There are basically three types of phakic IOLs, which are categorised by their final position within the eye.

1. Prelenticular: The most widely used is the Staar Visian ICL (intraocular contact lens).

2. Iris Clip: Both the Artisan and Verisyse have the same platform, but are marketed by different companies.

3. Anterior Chamber: The Alcon Cache is the latest and best example of this style of lens.

Each of these lenses has its proponents and clear advantages and disadvantages. The Staar ICL (Figure 3) is probably the easiest for the surgeon to insert and, for any cataract surgeon, the learning curve is relatively short. The main problem with this lens is the incidence of cataract formation over time. Clinically significant cataracts formed in more than five per cent of cases in a 2007 US Food and Drug Administration (FDA) trial. This may necessitate cataract removal in some cases, which would precipitate an increased risk of retinal detachment in these myopes.

The Iris Clip lens (Figure 4) has been my preferred lens for many years. It is more cumbersome to insert but has the capacity for hyperopic and astigmatic correction. The foldable platform has meant the incision size is now comparable to the other styles. Dislocation can occur and the learning curve is relatively steep. Rare cases of un-cosmetic pupillary distortion have been reported, but I have not encountered this problem. Cataract formation is rare with this lens.

The new Alcon Cache (Figure 5) is placed in the anterior chamber and, unlike the other two varieties, does not require a peripheral iridectomy. It is easy to insert and as long as the anterior segment parameters are adhered to, is a safe and reasonable option for myopes. There is no toric or hypermetropic solution with this platform.

Risks Exist

Phakic IOLs are safe – but not perfectly safe. Entering the eye in any operation runs the risk, however rare, of endophthalmitis. The main concern with phakic IOLs, which has prevented them taking over from LASIK for moderate degrees of myopia, is their long-term impact on endothelial cell count. There is still some concern that these lenses may be causing an accelerated endothelial cell loss over a 10 year period.

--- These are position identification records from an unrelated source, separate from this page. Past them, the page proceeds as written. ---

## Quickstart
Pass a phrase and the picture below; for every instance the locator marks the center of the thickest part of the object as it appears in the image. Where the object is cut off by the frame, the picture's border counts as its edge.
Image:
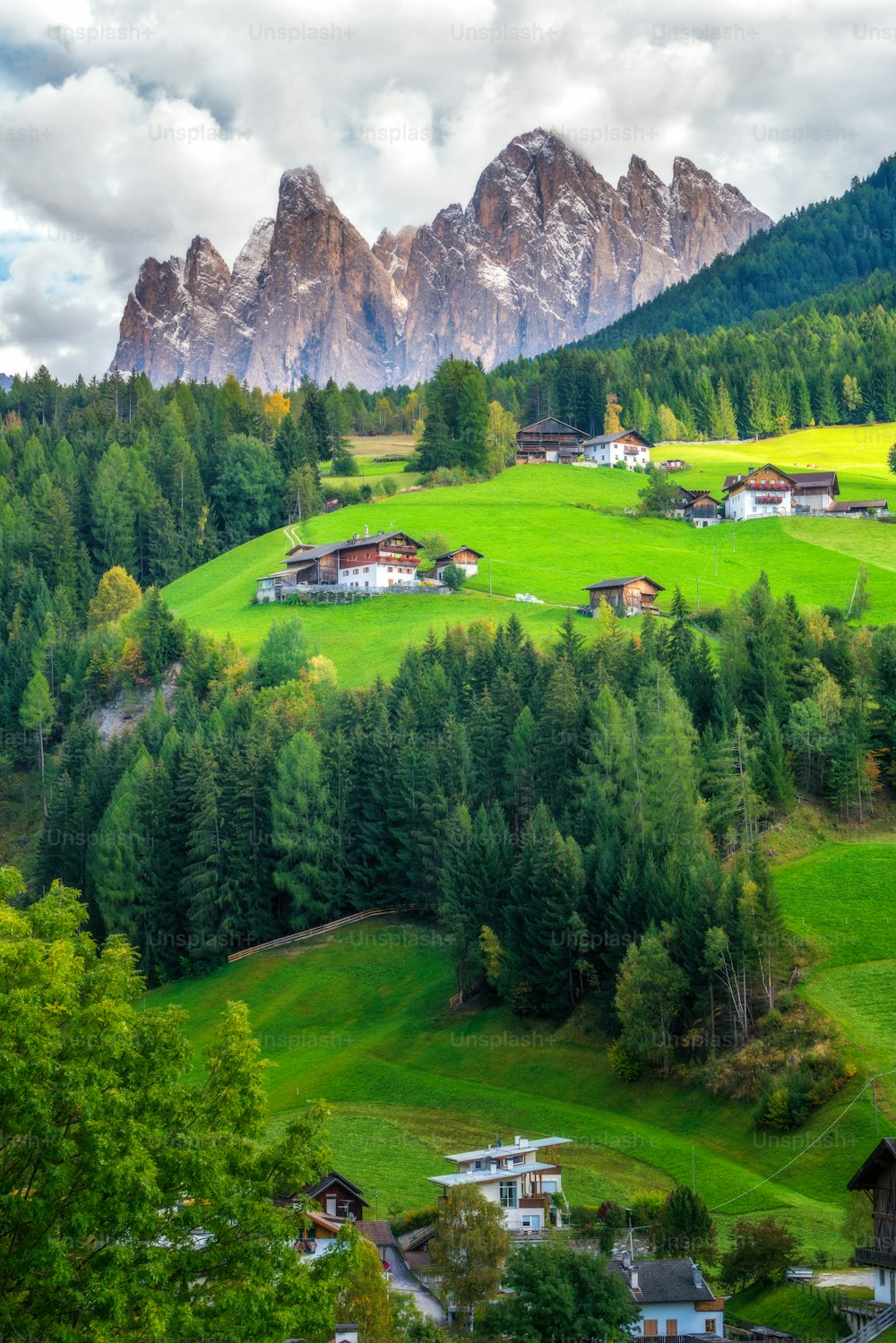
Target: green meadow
(840, 900)
(360, 1018)
(552, 529)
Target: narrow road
(405, 1281)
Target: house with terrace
(673, 1299)
(626, 447)
(522, 1176)
(763, 492)
(362, 563)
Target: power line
(809, 1146)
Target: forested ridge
(584, 825)
(813, 250)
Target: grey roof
(664, 1280)
(815, 478)
(376, 1230)
(611, 438)
(606, 583)
(732, 481)
(316, 552)
(450, 555)
(551, 425)
(335, 1178)
(497, 1152)
(883, 1155)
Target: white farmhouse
(626, 446)
(766, 492)
(514, 1176)
(673, 1299)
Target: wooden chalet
(876, 1178)
(363, 563)
(548, 441)
(465, 557)
(338, 1198)
(635, 595)
(696, 506)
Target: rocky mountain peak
(544, 253)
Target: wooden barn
(465, 557)
(548, 441)
(635, 595)
(877, 1181)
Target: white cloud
(131, 126)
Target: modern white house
(528, 1187)
(673, 1299)
(764, 492)
(625, 446)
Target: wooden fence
(311, 933)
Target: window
(506, 1192)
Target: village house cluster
(762, 492)
(365, 564)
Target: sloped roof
(450, 555)
(883, 1157)
(551, 426)
(664, 1280)
(316, 552)
(333, 1178)
(607, 583)
(734, 481)
(815, 478)
(598, 439)
(378, 1232)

It is for this reason, and this reason alone, that I am cautious in offering these lenses to my patients. There are, however, patients with high myopia for whom these lenses are appropriate because they are contact lens intolerant or can’t wear glasses or contacts in their chosen occupation. In these situations, the risk/benefit analysis makes sense. The quality of vision these patients achieve is often superb. The elimination of their high myopia removes a minification effect and their uncorrected visual acuity is often better than their best corrected vision prior to the surgery.

If, as the trends are suggesting, endothelial cell loss is flattening out with time, these lenses will become used more widely and with more confidence. There is no doubt that when appropriately used, they can make a significant difference to people’s lives but, at this stage, careful patient selection is necessary.

Dr. Gerard Sutton is the inaugural Sydney Medical School Foundation Professor of Corneal and Refractive Surgery at Sydney University.